Araştırmalar sonucu kanıtlanan insan burnunun 1 trilyondan fazla farklı kokuyu algılayabildiği uzun zamandır bilinmektedir. Kesilmiş çimen, taze pişmiş ekmek ve yeni kitapların kokusu gibi eski favorilerle, hepsi koku duyunuzu memnun etmeye yöneliktir.

Araştırmalar, açık havada güneşte kurutulmuş çamaşırların neden bir çamaşır kurutma makinesinin ürettiği her şeyden çok daha iyi koktuğunu açıkladı. Kopenhag Üniversitesi’ndeki araştırmacılar, 2020’de güneşte kurutulmuş çamaşırlarla ilgili kokular hakkında bir makale yayınladılar. Üç havluyu ultra saf suda elde yıkadılar, yani içinde havluların kokusunu etkileyebilecek hiçbir mikroorganizma veya tuz yoktu.

Çamaşır Kurutma

Kurutma işlemi için havlular daha sonra karanlık bir odada, gölgeli bir balkonda veya güneşli bir balkonda üç çamaşır ipine asılarak kurutuldu. Kurutma işleminden sonra mendiller, bir sonraki teste kadar çeşitli kimyasalların salınmasına izin veren 15 saat boyunca plastik torbalarda kapatıldı. Her bir plastik torbadan gelen hava, üç kurutma senaryosunun her birinden sonra mevcut olan çeşitli kimyasal bileşikleri belirlemek için gaz kromatografisi-kütle spektrometresi ile analiz edildi.

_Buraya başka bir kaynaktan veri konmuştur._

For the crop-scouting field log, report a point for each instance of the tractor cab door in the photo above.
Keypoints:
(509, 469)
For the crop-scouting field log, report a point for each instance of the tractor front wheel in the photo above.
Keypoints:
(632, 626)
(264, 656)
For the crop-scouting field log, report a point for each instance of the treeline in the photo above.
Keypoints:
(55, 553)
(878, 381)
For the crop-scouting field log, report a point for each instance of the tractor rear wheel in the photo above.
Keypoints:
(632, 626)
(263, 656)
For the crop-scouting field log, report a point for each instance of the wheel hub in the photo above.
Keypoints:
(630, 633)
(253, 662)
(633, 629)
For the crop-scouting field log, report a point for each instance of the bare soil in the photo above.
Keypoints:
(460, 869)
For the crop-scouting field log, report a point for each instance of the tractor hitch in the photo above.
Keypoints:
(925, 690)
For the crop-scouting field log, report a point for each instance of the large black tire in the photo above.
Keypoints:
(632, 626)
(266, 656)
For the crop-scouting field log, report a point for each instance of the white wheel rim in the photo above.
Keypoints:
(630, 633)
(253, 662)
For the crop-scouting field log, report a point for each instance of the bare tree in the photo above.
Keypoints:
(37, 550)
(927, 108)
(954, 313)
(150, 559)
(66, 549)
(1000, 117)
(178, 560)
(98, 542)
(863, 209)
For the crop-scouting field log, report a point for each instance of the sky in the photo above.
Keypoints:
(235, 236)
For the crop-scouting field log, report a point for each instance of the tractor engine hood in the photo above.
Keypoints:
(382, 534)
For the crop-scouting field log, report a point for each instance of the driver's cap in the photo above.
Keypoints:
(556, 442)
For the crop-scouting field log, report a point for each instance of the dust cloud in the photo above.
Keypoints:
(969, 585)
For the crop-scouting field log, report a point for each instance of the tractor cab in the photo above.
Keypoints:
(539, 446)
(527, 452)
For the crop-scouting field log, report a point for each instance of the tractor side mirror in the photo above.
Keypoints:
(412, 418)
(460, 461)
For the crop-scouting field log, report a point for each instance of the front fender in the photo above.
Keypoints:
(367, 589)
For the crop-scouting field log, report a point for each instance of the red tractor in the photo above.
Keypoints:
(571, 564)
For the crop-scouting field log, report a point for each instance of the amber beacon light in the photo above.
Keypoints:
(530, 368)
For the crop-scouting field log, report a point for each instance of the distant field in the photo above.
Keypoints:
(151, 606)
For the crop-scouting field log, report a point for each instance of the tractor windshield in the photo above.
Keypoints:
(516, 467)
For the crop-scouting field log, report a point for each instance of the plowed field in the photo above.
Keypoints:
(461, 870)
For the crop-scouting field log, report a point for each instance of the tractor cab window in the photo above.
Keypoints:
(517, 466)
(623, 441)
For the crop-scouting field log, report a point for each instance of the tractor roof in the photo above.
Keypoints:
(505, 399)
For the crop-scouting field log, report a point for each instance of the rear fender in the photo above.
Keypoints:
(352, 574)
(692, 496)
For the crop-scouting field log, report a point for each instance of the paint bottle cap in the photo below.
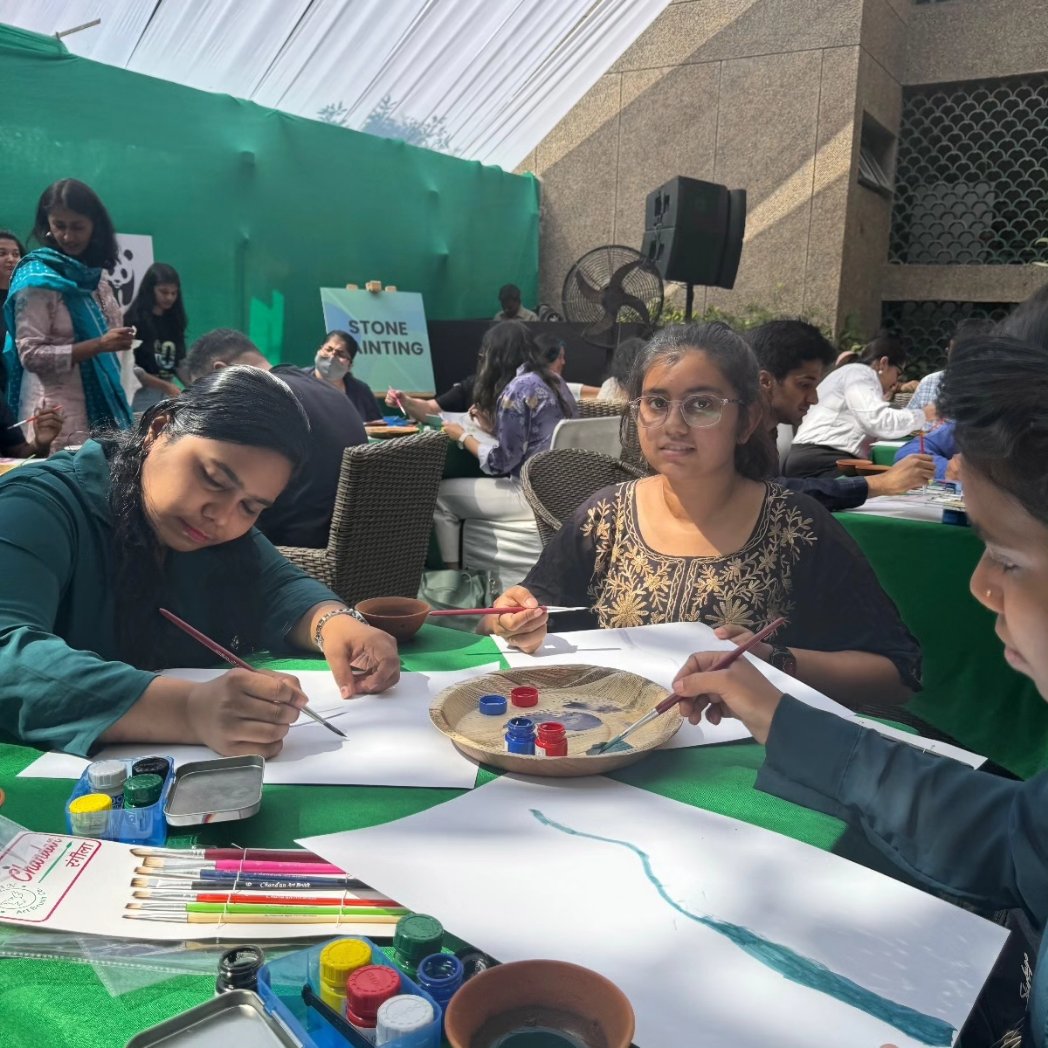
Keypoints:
(524, 696)
(90, 804)
(339, 959)
(107, 774)
(400, 1016)
(151, 766)
(492, 705)
(439, 975)
(140, 791)
(238, 968)
(368, 987)
(416, 936)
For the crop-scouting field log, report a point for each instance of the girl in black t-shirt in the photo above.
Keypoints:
(158, 314)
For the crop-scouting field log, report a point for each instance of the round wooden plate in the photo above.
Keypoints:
(390, 431)
(592, 702)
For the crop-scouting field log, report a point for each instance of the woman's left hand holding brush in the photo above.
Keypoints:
(241, 712)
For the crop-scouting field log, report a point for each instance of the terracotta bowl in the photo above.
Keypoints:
(548, 995)
(399, 616)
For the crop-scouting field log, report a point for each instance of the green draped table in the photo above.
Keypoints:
(969, 691)
(61, 1004)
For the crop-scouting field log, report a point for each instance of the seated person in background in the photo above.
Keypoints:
(928, 389)
(45, 429)
(455, 400)
(302, 515)
(509, 296)
(972, 835)
(333, 365)
(161, 516)
(710, 539)
(524, 399)
(618, 371)
(939, 444)
(554, 351)
(793, 356)
(158, 315)
(852, 411)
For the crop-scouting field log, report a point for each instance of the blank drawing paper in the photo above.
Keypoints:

Ekip ayrıca kuru havlularla karşılaştırmak için boş torbadan ve kurutucuların her birinden hava örnekleri aldı. Araştırmacılar, güneşli bir balkonda kurutulan havluların, parfümler veya bitki kokularıyla ilişkilendirilen aldehitler ve ketonlar gibi daha fazla kimyasal içerdiğini bulmuşlardır. Havada kurutulmuş her iki havlu seti de kakulede bulunan pentanal içeriyordu; limon kokulu oktanal; ve gül yaprakları gibi kokan Nonanal’dır.

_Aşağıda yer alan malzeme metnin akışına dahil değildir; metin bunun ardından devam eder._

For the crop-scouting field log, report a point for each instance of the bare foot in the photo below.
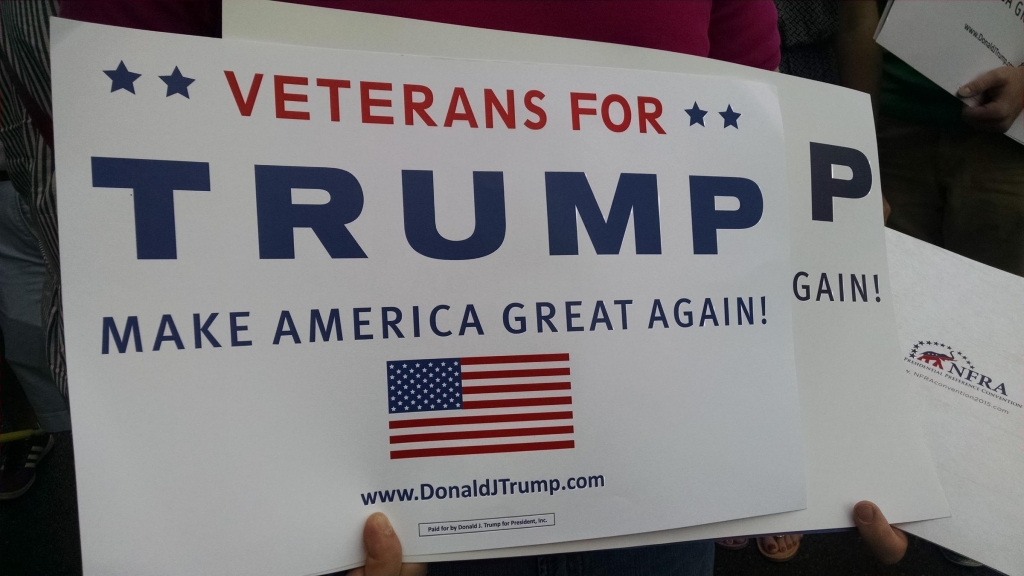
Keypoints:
(733, 543)
(779, 547)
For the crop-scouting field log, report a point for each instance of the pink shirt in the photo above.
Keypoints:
(737, 31)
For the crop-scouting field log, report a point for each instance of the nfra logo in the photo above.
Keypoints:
(954, 364)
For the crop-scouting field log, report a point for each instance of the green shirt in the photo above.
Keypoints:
(906, 94)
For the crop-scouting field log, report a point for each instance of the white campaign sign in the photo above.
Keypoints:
(292, 299)
(954, 41)
(853, 397)
(961, 326)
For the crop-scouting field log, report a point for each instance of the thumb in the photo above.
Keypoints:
(383, 548)
(983, 83)
(887, 543)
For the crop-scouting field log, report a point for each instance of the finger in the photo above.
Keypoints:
(887, 543)
(414, 570)
(995, 111)
(383, 547)
(985, 82)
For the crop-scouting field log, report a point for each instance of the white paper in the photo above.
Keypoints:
(850, 408)
(970, 391)
(954, 41)
(674, 364)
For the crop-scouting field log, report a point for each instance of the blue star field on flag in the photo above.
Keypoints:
(424, 385)
(122, 78)
(177, 83)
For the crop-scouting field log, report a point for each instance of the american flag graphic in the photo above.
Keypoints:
(479, 405)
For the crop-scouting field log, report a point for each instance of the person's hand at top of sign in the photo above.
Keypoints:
(888, 544)
(384, 551)
(999, 95)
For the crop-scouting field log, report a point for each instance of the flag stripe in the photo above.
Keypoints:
(515, 373)
(513, 402)
(486, 449)
(498, 388)
(467, 435)
(483, 419)
(477, 360)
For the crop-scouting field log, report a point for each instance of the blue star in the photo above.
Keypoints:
(696, 115)
(178, 84)
(730, 117)
(122, 78)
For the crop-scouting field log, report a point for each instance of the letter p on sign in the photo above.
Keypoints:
(829, 165)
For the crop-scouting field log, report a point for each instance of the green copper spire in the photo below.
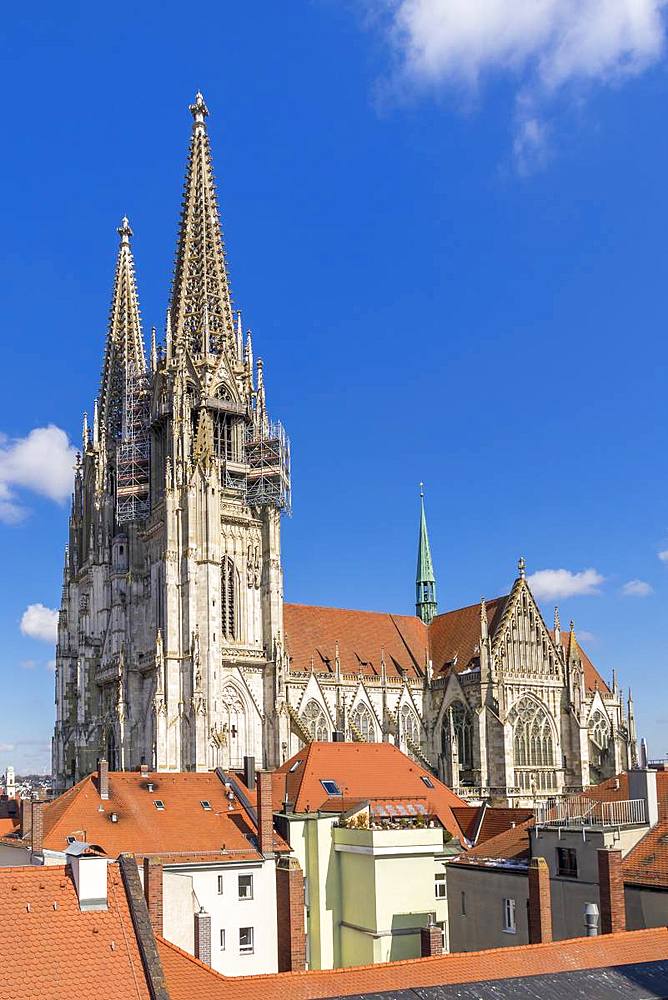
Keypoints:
(425, 581)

Ekibin neden olduğuna dair çalışan bir açıklaması var. “Havadaki ozon, nemli bir havludaki malzemelerle reaksiyona girdiğinde, çalışmada tanımlanan kokularla eşleşen aldehitler ve ketonlar oluşur. Bu, açıklamanın bir parçası olabilir. Ama bir şeyin doğrudan güneş ışığıyla ilgili olduğunu da düşünüyoruz.” Örneğin, havlulardaki pigmentler veya boyalar, işlenmemiş olsalar bile güneş ışığını emer ve kimyasal dönüşümlere yol açar” dedi.

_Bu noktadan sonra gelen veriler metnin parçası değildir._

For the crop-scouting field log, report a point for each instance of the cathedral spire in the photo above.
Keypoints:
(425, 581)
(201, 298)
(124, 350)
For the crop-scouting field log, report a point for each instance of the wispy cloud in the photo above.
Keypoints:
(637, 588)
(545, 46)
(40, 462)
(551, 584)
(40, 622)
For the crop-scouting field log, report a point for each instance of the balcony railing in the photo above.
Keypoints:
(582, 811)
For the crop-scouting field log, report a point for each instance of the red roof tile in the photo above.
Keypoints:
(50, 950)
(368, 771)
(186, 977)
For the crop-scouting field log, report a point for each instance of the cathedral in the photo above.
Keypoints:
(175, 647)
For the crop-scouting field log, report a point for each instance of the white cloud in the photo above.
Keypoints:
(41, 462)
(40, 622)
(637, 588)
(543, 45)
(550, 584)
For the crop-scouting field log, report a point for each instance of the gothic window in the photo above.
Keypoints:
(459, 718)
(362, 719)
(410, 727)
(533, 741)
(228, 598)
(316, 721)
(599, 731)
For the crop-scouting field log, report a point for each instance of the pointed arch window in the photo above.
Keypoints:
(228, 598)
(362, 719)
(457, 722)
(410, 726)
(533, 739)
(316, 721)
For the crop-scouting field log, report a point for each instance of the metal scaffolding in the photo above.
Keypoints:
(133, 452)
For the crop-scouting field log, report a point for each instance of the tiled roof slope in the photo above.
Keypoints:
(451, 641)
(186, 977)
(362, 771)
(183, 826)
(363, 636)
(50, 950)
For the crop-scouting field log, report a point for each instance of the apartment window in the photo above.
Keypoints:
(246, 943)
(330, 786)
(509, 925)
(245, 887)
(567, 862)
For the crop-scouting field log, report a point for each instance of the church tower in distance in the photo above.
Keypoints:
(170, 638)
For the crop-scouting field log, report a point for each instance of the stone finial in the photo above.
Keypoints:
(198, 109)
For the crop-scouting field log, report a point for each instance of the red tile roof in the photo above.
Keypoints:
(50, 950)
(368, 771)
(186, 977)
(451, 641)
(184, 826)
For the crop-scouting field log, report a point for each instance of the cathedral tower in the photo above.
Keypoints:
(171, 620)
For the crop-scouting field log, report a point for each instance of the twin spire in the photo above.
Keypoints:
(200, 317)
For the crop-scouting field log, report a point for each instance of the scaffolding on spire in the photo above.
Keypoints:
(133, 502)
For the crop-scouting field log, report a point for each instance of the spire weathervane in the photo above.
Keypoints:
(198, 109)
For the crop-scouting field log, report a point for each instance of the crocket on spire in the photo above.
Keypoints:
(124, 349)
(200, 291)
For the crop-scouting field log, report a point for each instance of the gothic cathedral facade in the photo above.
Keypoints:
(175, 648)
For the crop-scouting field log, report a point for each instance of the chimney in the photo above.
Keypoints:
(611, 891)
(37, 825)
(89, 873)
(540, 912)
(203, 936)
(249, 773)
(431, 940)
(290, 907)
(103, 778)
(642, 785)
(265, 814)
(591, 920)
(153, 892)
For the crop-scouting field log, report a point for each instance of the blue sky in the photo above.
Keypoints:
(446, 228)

Çalışma ilk başta basit gibi görünse de ekip, güneş ışığının ıslak yüzeyler üzerindeki etkilerine ilişkin çalışmaların eksik olduğunu ve bu tür çalışmaların çeşitli malzemelerin bozulmamasına ilişkin fikir sağlayabileceğini öne sürüyor. “Bu mekanizma hemen hemen her açık yüzeyde gerçekleşebilir ve ortamdaki maddelerin bozulmaması için önemlidir. Bu nedenle, bu süreçleri anlamak bizim için son derece önemlidir. Umarım bu çalışma bu yönde bir adımdır,” diye sözlerini tamamladı Friedenlund.

Bu çalışma science.ku.dk adresinden derlenmiştir.